The blurb on the back:
Father Unwin gets an urgent message from the 'BISHOP' - British Intelligence Service Headquarters, Operation Priest. His orders are to guard a royal VIP arriving in England on a visit. An unusual job for a clergyman, but Father Unwin is an unusual priest!
Lying in his study is a book which conceals an electronic marvel - the Minimizer. With this machine, Father Unwin can reduce a tall man to a height of two feet at the touch of a button. A handy gadget to have around in times of trouble - and there is plenty of that ahead!


These books date from a time when children were assumed to be interested in reading, before the modern consensus was reached that they are inherently thick and need to be patronized at all times. So instead of the completely brainless merchandising you find around nowadays, you get some perfectly okay novels.
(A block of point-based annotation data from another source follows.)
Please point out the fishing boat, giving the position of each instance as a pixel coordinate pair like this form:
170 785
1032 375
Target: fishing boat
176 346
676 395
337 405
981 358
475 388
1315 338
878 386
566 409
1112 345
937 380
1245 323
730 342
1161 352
John Theydon (a pseudonym of John W Jennison, who also wrote under the names Gill Hunt and King Lang) could write, and even without a decent storyline available, he spins a halfway decent sci-fi tale for kids.

The most interesting of these is probably The Secret Service since it's so damn obscure. The last of Anderson's animated series in the 1960s, it featured the voice of the divine Stanley Unwin and was much more subdued (and less American) in tone than the likes of Thunderbirds, Stingray and Captain Scarlet.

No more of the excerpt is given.